The company has historically understood the value of leveraging diverse expertise and optimising its work through open collaboration.
“From our inception on the campus of Harvard University with our OECD partners through to today, Whiteshield has always deployed the network approach, bringing in its people from the worlds of academia, consultancy and developmental organisations, and trusting those people. And it’s an approach that we have deployed successfully with our clients – with the governments that we work with: working as a network with their airports, the ports, the schools as well as their civil servants, to drive innovation together, equally.”
For Merthe, the willingness of the governments that Whiteshield works with to embrace the network dynamic and to be open to working with collaborative technologies is a cause for “great optimism.”
“Coming out of Covid and seeing this kind of openness to trust and willingness to use Blockchain and cryptocurrencies within the public sector is great. It’s encouraging to see innovation being embraced by players who are not just in the private sector.”
Time to rethink the fundamentals in the Age of Data
But there is still a long way to go, cautions Fadi. The prevailing paradigms of governments are essentially still sovereign. Things like GDP, balance of payments and so on are performance metrics that are not adapted to a network approach, he notes; one that transcends borders and nationalism. To enact a true network approach, you have to go down to the level of the individual organisation and the citizen. And that’s a metric still to be invented.
“We are currently working on a publication that aims to rewire the whole foundation of public policy and that advocates the use of new metrics – metrics that make more sense in the age of data and that are not tied to the age of capital, land and labour.”
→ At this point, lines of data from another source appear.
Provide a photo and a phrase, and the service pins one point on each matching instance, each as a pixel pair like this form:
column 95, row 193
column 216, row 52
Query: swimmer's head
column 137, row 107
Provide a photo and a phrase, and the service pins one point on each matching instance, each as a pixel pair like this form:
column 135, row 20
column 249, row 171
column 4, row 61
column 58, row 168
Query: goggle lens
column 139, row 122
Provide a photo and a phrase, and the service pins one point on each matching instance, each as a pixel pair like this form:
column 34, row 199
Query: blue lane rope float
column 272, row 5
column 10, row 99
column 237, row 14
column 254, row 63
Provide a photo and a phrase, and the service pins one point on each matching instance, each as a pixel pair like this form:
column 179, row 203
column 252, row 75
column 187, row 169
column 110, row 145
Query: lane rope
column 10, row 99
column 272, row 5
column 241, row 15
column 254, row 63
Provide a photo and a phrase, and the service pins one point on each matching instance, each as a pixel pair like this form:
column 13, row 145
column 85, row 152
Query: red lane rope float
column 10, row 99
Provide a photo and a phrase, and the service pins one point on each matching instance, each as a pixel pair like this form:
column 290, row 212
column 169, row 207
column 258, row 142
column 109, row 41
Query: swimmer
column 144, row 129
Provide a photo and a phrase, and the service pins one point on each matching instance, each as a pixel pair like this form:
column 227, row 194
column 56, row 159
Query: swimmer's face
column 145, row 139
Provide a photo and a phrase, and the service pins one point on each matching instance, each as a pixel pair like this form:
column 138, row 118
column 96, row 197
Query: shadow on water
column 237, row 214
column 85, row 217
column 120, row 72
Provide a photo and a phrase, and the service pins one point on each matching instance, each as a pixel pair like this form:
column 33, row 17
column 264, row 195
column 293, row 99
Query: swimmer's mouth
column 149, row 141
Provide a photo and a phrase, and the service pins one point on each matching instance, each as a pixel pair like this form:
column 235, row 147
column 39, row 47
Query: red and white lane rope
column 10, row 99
The crisis is an opportunity to rethink the fundamentals, says Fadi. It’s a chance to update our understanding of the value of open collaboration and to build trust and resilience into policy and processes, trade and governance; to assert the primary importance of the quantum and not the sovereign – the individual citizen or organisation – in an era that is defined by digital disruption and innovation.
What might undermine our effort to realise this opportunity, he warns, is us. The age-old game of competition versus collaboration, and the urge for influence and unilateral gain, and the short-term time horizons that still dominate the thinking of companies, institutions and organisations – these are among the greatest challenges that we continue to face, and that continue to set us up for failure as he defines it.
“We have an amazing opportunity ahead of us to shift from sovereign systems to systems of collaboration. We can make the shift from currencies to cryptocurrencies; from the old metrics that we use to measures performance – labour, education, health – to a more holistic approach that looks at the whole country. We can afford to be much more fluid in terms of technology integration in the way that we work and the way that large organisations collaborate with more agile operators. There are many opportunities ahead of us to look at the crisis, learn from it and enact a reset in our thinking, our systems and processes. It’s up to us.”